How Inflation Is Outpacing Benefits
Despite annual COLA increases, Social Security benefits haven’t kept up with inflation over time. For example, the average retired worker received $1,176 per month in 2010, but that figure had only risen to $1,860 by January 2024. According to the Senior Citizens League, the real value of those benefits should have been 20% higher to keep up with inflation. In other words, your Social Security benefits would need to be about $2,230 per month to match the true cost of living.
This shortfall is largely due to the way COLA is calculated. Currently, the SSA uses the Consumer Price Index for Urban Wage Earners and Clerical Workers (CPI-W) to measure inflation. However, the CPI-W doesn’t reflect the spending habits of retirees, who often spend more on housing and healthcare and less on transportation and education.

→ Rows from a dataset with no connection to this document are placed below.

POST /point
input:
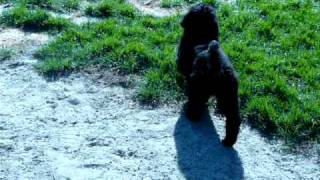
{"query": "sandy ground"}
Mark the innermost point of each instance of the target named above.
(77, 128)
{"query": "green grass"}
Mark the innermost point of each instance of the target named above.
(274, 46)
(33, 20)
(109, 8)
(5, 54)
(56, 5)
(179, 3)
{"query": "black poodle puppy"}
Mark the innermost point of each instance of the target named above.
(200, 27)
(212, 74)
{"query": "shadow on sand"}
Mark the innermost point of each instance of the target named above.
(200, 153)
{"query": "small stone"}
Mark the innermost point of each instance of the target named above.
(74, 101)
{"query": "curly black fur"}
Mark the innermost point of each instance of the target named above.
(200, 27)
(212, 74)
(206, 69)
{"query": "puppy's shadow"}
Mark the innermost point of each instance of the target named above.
(200, 153)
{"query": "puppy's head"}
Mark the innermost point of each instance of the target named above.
(201, 21)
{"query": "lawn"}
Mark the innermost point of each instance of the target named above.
(274, 45)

The Need for a Better Measure of Inflation
There is a school of thought among several economists that the most suitable index to be used for calculating the cost of living adjustments for pensioners should be the Consumer Price Index for the Elderly (CPI-E), which covers individuals aged 62 years and above.
The Protecting and Preserving Social Security Act is one of the proposed policies that seeks to make the Colas use the CPI-E ratio in place of the CPI-W. This change would most likely be effective in enhancing the real value of the Social Security benefits; however, it is very unlikely that this change will take place in the foreseeable future, and thus you will have to adjust yourself to a system that may not be more favorable to your financial needs shortly.
Social Security Benefits Could Lose Purchasing Power Again
Unfortunately, the 2025 COLA is expected to fall short of real inflation for the second year in a row, further eroding your purchasing power. The CPI-E has been rising faster than the CPI-W, meaning retirees have already seen their benefits lose value in 2024. A similar outcome in 2025 could make budgeting even more difficult, especially with essential costs still on the rise.
What Can You Do?
Although you may not be able to affect how the COLA is calculated, there are some actions you can take to preserve your financial stability. If you can, consider getting a part-time job or look towards earning some additional income through ways such as certificates of deposits or high-yield savings accounts. Even during good times, there may be opportunities to sell stock in the high market to increase your cash reserves.
Given uncertain times regarding the COLA for Social Security and the risk of reliance on it, it is prudent to plan carefully and investigate possible ways of generating income during one’s retirement other than that provided by Social Security.